Suasana menjadi hening, entah Mamak menangis
entah tidak. Aku tidak mengetahuinya. Tidak kudengar
isak tangisnya. Biasanya telingaku sangat peka.
Bahkan, orang berbisik-bisik saja bisa kudengar dengan
jelas. Kali ini tidak, semoga Mamak tidak terisak.
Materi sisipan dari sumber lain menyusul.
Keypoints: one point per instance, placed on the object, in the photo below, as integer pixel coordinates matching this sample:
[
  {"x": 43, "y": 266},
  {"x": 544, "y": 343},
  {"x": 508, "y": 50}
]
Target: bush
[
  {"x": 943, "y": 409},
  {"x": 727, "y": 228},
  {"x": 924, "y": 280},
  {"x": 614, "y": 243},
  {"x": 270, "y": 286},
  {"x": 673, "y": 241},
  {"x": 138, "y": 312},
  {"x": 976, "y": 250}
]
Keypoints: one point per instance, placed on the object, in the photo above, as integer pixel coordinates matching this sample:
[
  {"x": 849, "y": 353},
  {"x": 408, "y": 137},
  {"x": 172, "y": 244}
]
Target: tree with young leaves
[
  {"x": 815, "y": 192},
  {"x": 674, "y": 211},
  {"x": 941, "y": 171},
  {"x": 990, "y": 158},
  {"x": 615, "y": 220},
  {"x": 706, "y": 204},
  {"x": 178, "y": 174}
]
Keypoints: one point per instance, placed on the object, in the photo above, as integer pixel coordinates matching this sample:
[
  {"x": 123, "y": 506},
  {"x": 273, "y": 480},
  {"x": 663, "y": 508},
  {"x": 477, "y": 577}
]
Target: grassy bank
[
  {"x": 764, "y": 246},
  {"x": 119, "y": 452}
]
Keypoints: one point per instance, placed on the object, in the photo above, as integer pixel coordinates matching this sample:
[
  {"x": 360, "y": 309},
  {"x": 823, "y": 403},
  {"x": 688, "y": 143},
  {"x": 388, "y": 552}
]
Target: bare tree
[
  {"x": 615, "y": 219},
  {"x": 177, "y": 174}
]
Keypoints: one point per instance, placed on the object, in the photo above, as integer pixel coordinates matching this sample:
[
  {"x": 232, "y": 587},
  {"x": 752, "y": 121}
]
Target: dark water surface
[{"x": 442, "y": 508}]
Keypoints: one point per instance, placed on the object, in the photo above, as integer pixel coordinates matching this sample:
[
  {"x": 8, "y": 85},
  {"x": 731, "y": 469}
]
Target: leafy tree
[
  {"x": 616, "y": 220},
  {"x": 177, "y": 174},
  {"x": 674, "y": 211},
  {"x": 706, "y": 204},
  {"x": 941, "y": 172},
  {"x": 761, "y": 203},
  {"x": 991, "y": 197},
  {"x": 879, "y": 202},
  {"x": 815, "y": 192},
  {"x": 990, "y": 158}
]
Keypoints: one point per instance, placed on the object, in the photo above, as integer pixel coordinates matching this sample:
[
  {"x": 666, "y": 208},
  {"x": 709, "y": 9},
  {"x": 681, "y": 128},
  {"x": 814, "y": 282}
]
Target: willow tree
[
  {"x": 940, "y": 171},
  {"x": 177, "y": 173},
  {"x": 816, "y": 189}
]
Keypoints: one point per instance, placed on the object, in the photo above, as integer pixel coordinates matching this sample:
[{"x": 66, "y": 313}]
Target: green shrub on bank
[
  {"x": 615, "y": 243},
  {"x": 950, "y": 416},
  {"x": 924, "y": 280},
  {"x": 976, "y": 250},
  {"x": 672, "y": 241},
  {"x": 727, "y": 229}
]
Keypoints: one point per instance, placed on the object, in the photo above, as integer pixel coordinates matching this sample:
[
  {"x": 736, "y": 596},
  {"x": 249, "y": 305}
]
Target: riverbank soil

“Bayu, sekarang diterapi saja, Pak.”
Kudengar suara Mamak lagi.
“Mana yang terbaik saja, Bu,” pupus Bapak.
Mereka sudah mempunyai rencana lain. Mereka akan
memberikan terapi kepadaku. Terapi? Siapa yang akan
memberi terapi? Terus di mana? Berbagai pertanyaan
muncul di kepalaku. Aku tidak terlalu paham apa dan
bagaimana terapi itu.
Setelah diputuskan untuk melakukan terapi, aku
pun dibawa ke luar rumah lagi, tetapi tidak di luar
Yogya seperti sebelumnya, hanya di Rumah Sakit
Sarjito Yogyakarta. Di sana aku diberikan terapi dua
kali seminggu. Jadi, Mamak dan Bapak mengantarku
ke sana. Di rumah sakit itu, bola mataku dites lagi.

46

Mereka berharap bisa menyelamatkan sisa-sisa
penglihatan yang kupunya. Aku memang masih bisa
melihat dari jarak dekat. Orang-orang menyebutnya low
vision. Jadi, untuk jarak tertentu aku masih bisa melihat,
tetapi kalau jaraknya terlalu jauh, aku sudah kesulitan.
Jarak ideal membacaku hanya sekian sentimeter, dekat
sekali. Namun, mau bagaimana lagi, memang seperti
itu kenyataannya. Waktu di rumah sakit itu, kesulitan
yang lain pun ditemukan.

Foto 16 Aku Pergi Tamasya
Sumber: Koleksi Pribadi Oktavia

47

Tidak hanya penglihatan, aku juga punya masalah
untuk berjalan. Pada umumnya bayi bisa berjalan
setelah 1 atau 1,5 tahun, tetapi aku baru bisa berjalan
setelah 2 tahun. Cukup lama memang. Ternyata sakit
mataku memengaruhi kerja organ yang lain. Diterapi
itulah salah satu solusi untuk bisa berjalan. Syukurlah,
Tuhan Mahabaik. Aku sudah bisa berjalan walaupun
terlambat. Kabar ini cukup menggembirakan kedua
orang tuaku.

Satu masalah selesai, timbul masalah yang lain.
Pada usia 3 tahun, aku belum bisa berbicara. Untuk
mengucapkan satu kata pun terasa susah. Mamak
merasa khawatir. Mamak dan anggota keluarga
yang lain terus membimbingku agar aku bisa bicara.
Ya, minimal satu kata dulu. Dengan telaten mereka
mengajariku mengucapkan beberapa patah kata.
Akhirnya, menginjak usia 3,5 tahun, aku bisa berbicara.
Mungkin lega hati Mamak dan Bapak mendengarku
mengucapkan beberapa patah kata.

Berobat ke Mana-Mana

Setelah usaha yang dilakukan tidak membuahkan
hasil, kami pun pasrah. Kuikuti semua keinginan orang
tuaku. Pun aku tidak bisa mengelak, toh, aku masih
anak-anak. Namun, justru karena aku masih anak-
anaklah yang membuat bingung Mamak dan Bapak.
Mereka tentu sangat kesulitan mencarikan pendidikan
buatku.

48

Namun, Mamakku, Bu Sri Mulyani, sosok yang
tegar dan ulet. Nama yang mirip dengan nama Menteri
Keuangan Indonesia. Keduanya kurasa sama-sama
pekerja keras dan ulet. Mamak pun begitu. Beliau
mencarikan jalan menuju dunia pendidikan. Menurut
Beliau, apa pun jenis sekolahku nanti aku harus pandai
dan terdidik. Apalagi tidak mungkin kan aku hanya di
rumah saja? Itu juga yang menjadi keresahanku.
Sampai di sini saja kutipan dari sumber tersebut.